Приподняв платье чисто женским жестом, в котором тем не менее проглядывало профессиональное движение сыщика, Мари взбежала на запретный этаж.

Дым валил как раз из комнаты Мэри. Дверь была приоткрыта. Она толкнула створку и от неожиданности остановилась как вкопанная: прямо перед ней стоял еще нетронутый огнем манекен. Он словно саваном был накрыт белой простыней, заменившей алое платье, которое теперь было на ней. В комнате горели шторы и мебель.

Она собралась было оттолкнуть манекен, когда вдруг увидела на восковом декольте огненный язычок, за секунду нарисовавший эмблему Алой Королевы. Прежде чем Мари смогла опомниться, изображение вспыхнуло. Восковая фигура начала плавиться, Мари с ужасом смотрела, как искажается лицо, так похожее на ее собственное, как корчатся его черты.


И второй удар ожидал Мари.

В холле с сервировочного столика исчез конверт с последним посланием Мэри Салливан.

Пожарные прибыли быстро, но тушить уже было нечего, так как огонь погас сам собой. Пока Лукас шарил в почерневшей от копоти комнате, пытаясь понять, как могло возникнуть возгорание, Мари опрашивала кого могла. Конверт пропал, и никто понятия не имел, куда он делся, кто мог его взять. Луиза, казалось, тоже была этим огорчена, как и Мари, которая в прострации сидела в большой гостиной. Мари едва слышала обращенные к ней слова утешения и только один раз подняла глаза на Алису, которая после нескольких общих фраз обронила, что на ее месте она отказалась бы от свадьбы в Киллморе. И тем не менее назначенное для бракосочетания время приближалось, и Лукасу понадобилось все его красноречие, чтобы убедить Мари взять себя в руки: ведь жила она до сего дня без послания матери, так что не стоит позволить прошлому омрачить настоящее. К тому же ему очень хотелось, чтобы свадьба состоялась, как они и планировали, чтобы она стала наконец его женой.


Лукас нервничал, стоя у алтаря. Еще полчаса назад Мари должна была появиться под руку с Эдвардом. Уже все собрались в маленькой семейной часовне, не хватало только невесты. Чувствовалось всеобщее нетерпение.

Луиза, восседая в первом ряду, еще принимала поздравления разодетых гостей, большей частью представителей местной знати.
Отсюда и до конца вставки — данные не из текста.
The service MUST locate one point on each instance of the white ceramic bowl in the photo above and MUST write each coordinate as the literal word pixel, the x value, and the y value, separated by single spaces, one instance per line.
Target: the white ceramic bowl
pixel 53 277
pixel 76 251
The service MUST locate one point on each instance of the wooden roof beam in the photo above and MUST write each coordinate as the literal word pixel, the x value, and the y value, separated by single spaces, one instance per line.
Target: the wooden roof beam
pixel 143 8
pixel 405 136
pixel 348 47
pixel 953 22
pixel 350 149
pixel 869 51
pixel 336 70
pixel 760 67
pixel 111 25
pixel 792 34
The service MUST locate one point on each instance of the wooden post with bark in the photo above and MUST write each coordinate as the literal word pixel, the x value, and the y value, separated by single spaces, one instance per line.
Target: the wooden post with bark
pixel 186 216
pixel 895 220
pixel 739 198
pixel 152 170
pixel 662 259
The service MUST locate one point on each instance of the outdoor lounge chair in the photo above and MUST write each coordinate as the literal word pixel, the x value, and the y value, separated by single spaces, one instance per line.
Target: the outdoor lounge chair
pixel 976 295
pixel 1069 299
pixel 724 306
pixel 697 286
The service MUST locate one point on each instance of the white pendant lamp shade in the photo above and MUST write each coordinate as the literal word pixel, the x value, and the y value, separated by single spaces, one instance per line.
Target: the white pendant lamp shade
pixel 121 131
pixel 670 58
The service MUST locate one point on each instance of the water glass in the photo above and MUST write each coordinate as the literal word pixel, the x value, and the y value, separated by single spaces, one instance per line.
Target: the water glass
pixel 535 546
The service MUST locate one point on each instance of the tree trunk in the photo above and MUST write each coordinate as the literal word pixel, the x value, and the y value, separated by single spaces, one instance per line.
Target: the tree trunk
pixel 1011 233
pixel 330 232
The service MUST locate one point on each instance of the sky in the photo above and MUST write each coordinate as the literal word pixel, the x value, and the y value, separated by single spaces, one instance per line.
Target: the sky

Фрэнк, великолепный в костюме из льна и шелка, пришел со своей очередной подружкой, художницей-пейзажисткой из местных, красивой сорокалетней блондинкой с короткой стрижкой. Она не сводила светло-голубых влюбленных глаз с Фрэнка, что не мешало тому разглядывать присутствующих женщин. Ронан без удовольствия перехватил оценивающий взгляд, которым тот окинул его молодую жену. И вправду, в Жюльетте с улыбающимся младенцем на руках, была утонченная красота мадонны. Ронан с видом собственника обнял ее рукой за плечи.

Начавший не на шутку тревожиться Лукас не спускал с двери глаз. Подметил он и нарочитый вздох Алисы, подчеркнуто посматривавшей на свои часики. «Она была бы красивой, — подумал он, — не будь такой холодной, да и строгая прическа каре и строгий костюм ей не идут». Алиса легонько шлепнула Жилль, которая ковыряла ногти. Та сразу окрысилась.

— Отстань от меня! — услышал он. — Тебе недостаточно, что я вырядилась как провинциальная мещаночка?

— А ты и есть провинциальная мещаночка и ведешь себя так же! — нанесла ей удар мать.

Поймав взгляд Лукаса, Алиса холодно улыбнулась ему. Тогда жених перевел свое внимание на родителей, беспокоясь за Элен, показавшейся ему подавленной. Марк ободряюще подмигнул ему, и это его успокоило. Он провел пальцем за воротником белой сорочки, все больше давившем на шею, и вновь устремил взгляд на настежь открытую дверь часовни, выходившую на луг.

Обстановка становилась необычной, и ему было непонятно, что происходит с такой пунктуальной Мари.


На крыльце замка Эдвард помогал молодой женщине справиться с длинной кружевной фатой, доходившей до пола. Почувствовав ее лихорадочное возбуждение, он взглянул ей в лицо.

— Дай мне руки, Мари.

Удивившись, она вложила свои руки в его ладони. Он твердо и одновременно нежно сжал их. Она уловила в его глазах какую-то почти магнетическую силу и сразу почувствовала себя спокойной.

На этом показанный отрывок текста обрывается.